Всех с новосельем!!! Приятного и полезного времяпрепровождения!!! :Ok:

----------


## Иринааа28

СПАСИБО!!!!!Такой новый, свежий, красивый домик. Молодцы!!! :flower:  :flower:  :flower:  :flower:  :flower:

----------


## пиракоша

:flower:  :flower:  спасибо!!!!

----------


## юрик71

Ура! Всех с новосельем в Нашем большом теремке ИН-КУ!

----------


## a_k_gib

> Дорогие друзья, я очень хорошо понимаю, как трудно перестроиться и привыкнуть к новому виду форума. Но если мы творческий портал, разве может быть у нас обычный традиционный дизайн? Мы должны выделяться, быть индивидуальны, иметь свою изюминку, чтобы попав к нам на форум, уже ни с каким другим его не спутать.
> Я очень надеюсь, что наши нововведения придутся вам по вкусу и этот дом станет таким же уютным и обжитым, как был старый. 
> Первое время возможны какие-то ошибки, которые мы будем своевременно удалять. 
> Ну что? В ПУТЬ!!! :smile:


 Доброго времени суток! Огромное спасибо всем, кто приложил руку к восстановлению форума и выведению его на более высокий уровень! ЛИЧНАЯ БЛАГОДАРНОСТЬ ВСЕЙ КОМАНДЕ МАРИНЫ ЗАЙКИНОЙ! 
А ВАМ, МАРИНА, Я ОТ ВСЕЙ ДУШИ ЖЕЛАЮ ОСУЩЕСТВЛЕНИЯ ВСЕХ ПЛАНОВ, НАМЕЧЕННЫХ ВАМИ! 
БРАВО!

----------


## Януська

Необычно, непривычно....но радостно, и это вдохновляет! Надеюсь над оформлением ребята еще немного поработают, я имею ввиду цветовое решение, несколько пестровато, на мой взгляд. Но это будет потом :))) 
А пока ОГРОМНОЕ спасибо Маришке и Кострову, за то что не бросаете нас на произвол судьбы :))) 
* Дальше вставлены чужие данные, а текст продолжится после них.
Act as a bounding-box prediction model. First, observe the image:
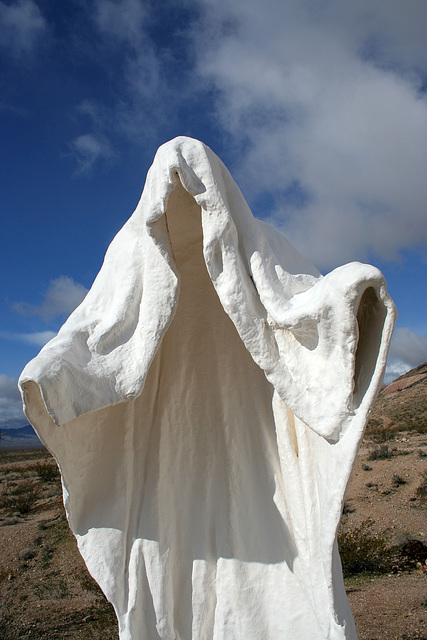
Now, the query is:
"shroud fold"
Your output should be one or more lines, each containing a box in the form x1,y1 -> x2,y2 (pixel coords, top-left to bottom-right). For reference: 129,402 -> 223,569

И выскажу пожелание к форумчанам. Дорогие коллеги, страницы стали гораздо компактнее, чем было прежде. Давайте по возможности уберем из подписей всякие огромные картинки, линейки, мультяшки и т.д....Потому что реально, пока долистаешь до сообщения уже и читать не охота. оставляйте только самую важную инфу: имена, телефоны, скайпы и т.д. А то сообщение состоит из пары слов, а места занимает, на пол монитора.

----------


## belta123

Очень рада, что форум опять заработал! А самое главное, что нет этой раздражающей вывески:"Зайдите позже, сервер перегружен" С новыми кнопками освоимся.Главное - есть общение!!!

----------


## Курица

Мариночка!!! Слава Богу!!! Мы опять в нашем Доме, в новой квартире!Всё так интересно!
СПАСИБО сто раз твоим помощникам!
Ребята, я так рада, что мы опять вместе!
Уррррррррррррррррра!

----------


## Skadi

_Ну, что....сначала, конечно, необычно, непривычно, но - интересно! К тому же, необыкновенно приятно, что администрация так заботится и творчески подходит к любым вопросам, связанным с нашим общим домом, где все мы так любим бывать! 
Марина, спасибо огромное! Молодчина!_

----------


## Sign

Спасибо за Вашу работу! Изменения всегда радуют! Даже нравится!!! Но это тетрадная клетка меня просто убивает!!!))) Сразу школу вспоминаю)))

----------


## tatiana-osinka

А меня клетка возвращает к проверке тетрадей.... :Tu: 

Марина, я раньше в темы по подписке заходила из кабинета. Теперь этого не будет?

----------


## Ольга-63

> Марина, я раньше в темы по подписке заходила из кабинета. Теперь этого не будет?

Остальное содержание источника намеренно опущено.